JUSTICE has caught up with a dangerous driver who took police on two high speed chases within a matter of months.

Jake Ward reached speeds of up to 100mph and avoided the police’s attempt to bring him to a halt with a Stinger.

The 24-year-old was spotted driving out of Darlington town centre without the lights on in his Mercedes in the early hours of the morning last June.

A pursuit ensued after the police car attempted to pull over ward as he raced along Northgate before heading along Whessoe Road at speeds in excess of 65mph.

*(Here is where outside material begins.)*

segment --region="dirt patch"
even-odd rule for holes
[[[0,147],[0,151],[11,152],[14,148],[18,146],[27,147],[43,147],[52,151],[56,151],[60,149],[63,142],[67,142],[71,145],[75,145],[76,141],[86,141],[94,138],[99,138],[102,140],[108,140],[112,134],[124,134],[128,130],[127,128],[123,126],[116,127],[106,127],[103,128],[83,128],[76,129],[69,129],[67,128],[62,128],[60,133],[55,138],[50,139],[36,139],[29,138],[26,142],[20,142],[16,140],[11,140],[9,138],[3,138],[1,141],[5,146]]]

Nigel Soppitt, prosecuting, told Teesside Crown Court that Ward raced around rear alleys before heading back onto the A167 and speeding off towards Newton Aycliffe.

He said: "He went through a red light at a junction and has sped through another red light at speeds of up to 100mph on the wrong side of the road."

The court heard how another team of police officers deployed a Stinger to stop Ward in his tracks but he managed to avoid it. His car was later found abandoned in Newton Aycliffe.

Mr Soppitt added: "Days later he had the audacity to come to the police station and ask for his car back."

The second charge related to a similar incident on October 30 last year in another Mercedes.

Mr Soppitt said police were looking for the defendant's car following an earlier crash and spotted his car parked at McDonald's in Bishop Auckland.

They attempted to block him in but he sped off and went the wrong way around a roundabout, hitting speeds of up 88mph for more than three minutes.

Mr Soppitt said the police were forced to give up their pursuit but the following day he handed himself into police.

The court heard how Ward was banned from driving on September 27 for six months under the 'totting' up process.

Ward, of Welbeck Road, Darlington, pleaded guilty to two charges of dangerous driving, one of driving while disqualified, driving without insurance and failing to stop for the police.

Peter Hamill, in mitigation, said his client had been experiencing personal problems at the time of the incidents.

He said: "The defendant had the good sense to hand himself in and admitted both offences; following these admissions he pleaded guilty at the first opportunity at the magistrates' court.

"He accepts that the standard of his driving was appalling and it is fortunate that nobody was injured in these incidents."

Mr Hamill urged the judge to be lenient as Ward's partner was 14 weeks' pregnant.

Judge Paul Watson QC, the Recorder of Middlesbrough, told Ward he had been driving like a 'maniac' and put people's lives at risk in the June incident.

"You were fishtailing around the road, no doubt because of the insufficient tread on your tyres," he said. "The police's use of a Stinger didn't stop you."

Ward was jailed for a total of six months for all offences and banned from driving for 18 months.